There was one member of staff, however, who was conspicuous by her absence. The Little Cabbage did not come and when Ellen met her, two days after her return, the encounter was unfortunate.
Ellen during those first days worked as she had not worked before. She scrubbed, she sewed on name tapes, she set up her ironing board in the laundry room, she brought pots of flowers upstairs and emptied washing baskets and mended curtains.
Soon the words ‘Where’s Ellen?’ could be heard with increasing frequency as children came in with grazed knees, bruised foreheads or more complex bruising of the soul. They learnt by the state of her hair how much time she could give them: when it was screwed up on top of her head it was best to fall in behind her with a cloth; when it was in a plait over one shoulder she was bound for the garden; when it was loose she had time to talk. Her clean, starched aprons, pink or white or blue, became a kind of beacon. On the days that they were blue, Chomsky would make an excuse to leave the metalwork shop and tell her that she reminded him of his nursemaid, Katya, whom he had deeply loved.
During that time, when she took almost no time off and did not even allow herself to think of Kohlröserl, Ellen began to feel that she was some way to accomplishing her task.
But pride goes before a fall. Ellen’s fall came at the end of the first week when she was cleaning out a strange collection of debris she found in a small round room in the East Tower.
She had noticed a painting hanging on a dark wall above a table full of unsavoury litter: an old tin of Cerebos salt, rusty round the rim, a candle-end burnt dangerously low, a dead bunch of marigolds with slimy stalks and a piece of bread covered in mouse droppings.
Appalled by this health and safety hazard, Ellen got to work. She tipped the bread and salt into her dustpan, threw the dead flowers away, gathered up the frayed cloth with its mouse droppings and soaked it in disinfectant. Half an hour later the room was clean, the blinds rolled up to let in the light and the painting – which was of a number of little men in conical hats and underpants adrift on an ice floe – was left in possession of the field.
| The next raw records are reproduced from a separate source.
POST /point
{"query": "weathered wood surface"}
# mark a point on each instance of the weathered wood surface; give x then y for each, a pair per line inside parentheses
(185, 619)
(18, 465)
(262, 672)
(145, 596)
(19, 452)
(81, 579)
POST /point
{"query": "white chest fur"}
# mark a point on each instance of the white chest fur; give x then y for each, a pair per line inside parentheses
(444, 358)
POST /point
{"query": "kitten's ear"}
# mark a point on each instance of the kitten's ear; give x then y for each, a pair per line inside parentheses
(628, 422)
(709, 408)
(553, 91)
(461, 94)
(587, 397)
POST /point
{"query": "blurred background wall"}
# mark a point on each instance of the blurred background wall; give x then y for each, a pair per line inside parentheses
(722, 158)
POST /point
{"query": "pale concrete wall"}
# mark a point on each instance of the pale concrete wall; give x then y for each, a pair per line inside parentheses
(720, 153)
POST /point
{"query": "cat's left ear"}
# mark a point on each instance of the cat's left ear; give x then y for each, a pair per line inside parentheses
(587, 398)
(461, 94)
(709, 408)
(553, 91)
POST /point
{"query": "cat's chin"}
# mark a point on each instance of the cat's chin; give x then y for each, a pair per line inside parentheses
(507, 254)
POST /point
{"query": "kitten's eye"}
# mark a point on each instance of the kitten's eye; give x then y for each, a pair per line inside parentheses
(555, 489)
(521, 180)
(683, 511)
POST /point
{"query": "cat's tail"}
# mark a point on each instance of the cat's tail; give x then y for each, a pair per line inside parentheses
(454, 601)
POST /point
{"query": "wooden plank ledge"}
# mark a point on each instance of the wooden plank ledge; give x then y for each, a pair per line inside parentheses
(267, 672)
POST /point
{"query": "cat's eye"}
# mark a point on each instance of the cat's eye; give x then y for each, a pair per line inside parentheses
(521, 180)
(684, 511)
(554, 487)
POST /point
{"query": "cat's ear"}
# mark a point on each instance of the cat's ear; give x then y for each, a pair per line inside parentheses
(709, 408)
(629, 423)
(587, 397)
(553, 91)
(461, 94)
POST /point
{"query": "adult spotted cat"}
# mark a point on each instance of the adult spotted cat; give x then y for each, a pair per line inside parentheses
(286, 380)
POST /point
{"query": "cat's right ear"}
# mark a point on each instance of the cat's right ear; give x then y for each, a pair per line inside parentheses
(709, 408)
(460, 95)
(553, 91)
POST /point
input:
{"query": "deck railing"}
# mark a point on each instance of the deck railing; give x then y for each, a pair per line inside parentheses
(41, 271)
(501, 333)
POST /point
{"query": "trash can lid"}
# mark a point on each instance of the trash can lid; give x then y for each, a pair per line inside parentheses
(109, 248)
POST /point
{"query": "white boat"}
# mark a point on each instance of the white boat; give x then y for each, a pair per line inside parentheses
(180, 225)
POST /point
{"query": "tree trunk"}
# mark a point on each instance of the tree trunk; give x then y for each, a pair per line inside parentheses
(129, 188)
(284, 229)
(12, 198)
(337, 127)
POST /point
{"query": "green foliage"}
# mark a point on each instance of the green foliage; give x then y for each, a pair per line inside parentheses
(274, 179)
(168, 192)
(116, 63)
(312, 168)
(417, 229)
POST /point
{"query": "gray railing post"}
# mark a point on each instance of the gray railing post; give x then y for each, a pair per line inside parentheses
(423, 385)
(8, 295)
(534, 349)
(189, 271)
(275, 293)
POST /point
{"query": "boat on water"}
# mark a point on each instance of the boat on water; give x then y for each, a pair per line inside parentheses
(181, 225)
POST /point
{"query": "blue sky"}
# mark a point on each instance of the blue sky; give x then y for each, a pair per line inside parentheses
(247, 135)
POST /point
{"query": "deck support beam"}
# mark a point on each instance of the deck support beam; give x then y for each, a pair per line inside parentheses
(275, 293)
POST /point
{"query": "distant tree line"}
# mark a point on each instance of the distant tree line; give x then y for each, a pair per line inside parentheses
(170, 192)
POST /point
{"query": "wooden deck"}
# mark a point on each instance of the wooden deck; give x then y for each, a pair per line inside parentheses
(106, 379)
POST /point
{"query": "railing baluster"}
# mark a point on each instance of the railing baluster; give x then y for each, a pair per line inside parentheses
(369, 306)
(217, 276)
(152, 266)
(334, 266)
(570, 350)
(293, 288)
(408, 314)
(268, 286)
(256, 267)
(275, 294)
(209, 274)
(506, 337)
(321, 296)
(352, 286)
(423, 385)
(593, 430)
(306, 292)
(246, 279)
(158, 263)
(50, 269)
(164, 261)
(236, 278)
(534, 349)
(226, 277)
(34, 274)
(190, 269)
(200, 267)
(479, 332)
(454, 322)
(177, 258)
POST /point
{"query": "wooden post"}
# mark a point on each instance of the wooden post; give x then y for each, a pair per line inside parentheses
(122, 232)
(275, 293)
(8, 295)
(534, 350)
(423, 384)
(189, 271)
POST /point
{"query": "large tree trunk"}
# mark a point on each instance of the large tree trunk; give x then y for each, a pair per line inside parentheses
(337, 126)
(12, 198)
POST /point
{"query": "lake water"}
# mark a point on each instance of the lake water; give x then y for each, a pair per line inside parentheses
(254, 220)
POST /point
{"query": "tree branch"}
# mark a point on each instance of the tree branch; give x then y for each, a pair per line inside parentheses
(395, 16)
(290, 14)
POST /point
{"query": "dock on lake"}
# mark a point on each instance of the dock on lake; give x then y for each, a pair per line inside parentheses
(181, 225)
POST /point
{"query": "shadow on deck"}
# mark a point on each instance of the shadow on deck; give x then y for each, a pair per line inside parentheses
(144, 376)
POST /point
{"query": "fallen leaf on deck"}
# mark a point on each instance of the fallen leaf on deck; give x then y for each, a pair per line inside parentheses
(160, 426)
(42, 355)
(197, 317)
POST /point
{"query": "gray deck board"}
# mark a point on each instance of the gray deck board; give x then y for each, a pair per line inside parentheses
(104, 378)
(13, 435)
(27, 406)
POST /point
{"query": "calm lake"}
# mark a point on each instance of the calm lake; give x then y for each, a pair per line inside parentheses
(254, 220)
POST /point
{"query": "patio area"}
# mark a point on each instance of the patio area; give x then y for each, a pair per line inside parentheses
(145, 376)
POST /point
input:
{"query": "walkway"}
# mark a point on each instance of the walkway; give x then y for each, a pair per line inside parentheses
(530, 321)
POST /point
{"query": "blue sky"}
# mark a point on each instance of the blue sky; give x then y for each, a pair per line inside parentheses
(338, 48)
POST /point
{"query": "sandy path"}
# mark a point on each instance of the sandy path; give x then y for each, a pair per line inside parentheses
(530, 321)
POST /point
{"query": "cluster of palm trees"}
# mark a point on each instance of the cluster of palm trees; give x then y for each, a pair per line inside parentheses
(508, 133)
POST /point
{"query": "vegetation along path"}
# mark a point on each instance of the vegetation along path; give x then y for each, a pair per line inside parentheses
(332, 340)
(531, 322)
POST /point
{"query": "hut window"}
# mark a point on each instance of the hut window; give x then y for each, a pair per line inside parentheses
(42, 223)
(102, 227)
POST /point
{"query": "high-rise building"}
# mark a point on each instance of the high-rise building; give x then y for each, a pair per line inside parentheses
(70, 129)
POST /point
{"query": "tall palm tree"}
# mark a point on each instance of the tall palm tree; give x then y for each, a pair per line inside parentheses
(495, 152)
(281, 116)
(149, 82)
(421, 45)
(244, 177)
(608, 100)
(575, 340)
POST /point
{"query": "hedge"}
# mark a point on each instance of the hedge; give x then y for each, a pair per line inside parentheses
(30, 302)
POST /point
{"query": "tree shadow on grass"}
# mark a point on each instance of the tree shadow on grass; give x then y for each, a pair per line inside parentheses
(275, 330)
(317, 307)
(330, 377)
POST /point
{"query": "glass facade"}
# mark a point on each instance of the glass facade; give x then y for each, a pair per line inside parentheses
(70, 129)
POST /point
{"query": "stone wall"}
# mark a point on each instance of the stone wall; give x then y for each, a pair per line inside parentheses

Ellen had gathered up her dustpan and bucket and was turning to go when her way was blocked by a tall, thin woman with long strings of hennaed hair, a pinched nose and wild, navy-blue eyes. She wore a muslin dress with an uneven hem, her long feet with their prehensile-looking toes were bare and slightly yellow, and she was in a towering rage.
‘How dare you!’ she shrieked in a strange accent which Ellen could not place. ‘How dare you destroy my sanctuary – the only place where I can refresh my soul.’
‘Sanctuary?’ stammered Ellen, looking at the mouldy bread, the rusty salt tin in the waste bucket.
‘You ignorant English peasant!’ the woman shrieked. ‘Of course you know nothing of how the Russians worship. You have never heard of the icon corner which in every Russian household is the heart of the home.’
Ellen could find no words. The woman’s wrath flowed out of her; her narrow nose was white with anger and to her own annoyance, tears came to Ellen’s eyes.
‘I didn’t realise . . . the bread was mouldy and –’
‘Oh yes, of course; that is all you care for, you little bourgeois housekeeper. I have heard how you have scrubbed everything . . . This picture,’ she pointed to the little men cowering in their shifts on the ice, ‘was given to me by Toussia Alexandrovna, the prima ballerina of the Diaghilev Ballet. These men are the martyred bishops of Tula – they died on an ice floe rather than renounce the Old Faith. Every day I light a candle here in this corner – the Krasny Ugol – and now you come here in one hour and destroy the atmosphere with your lower-class hygiene.’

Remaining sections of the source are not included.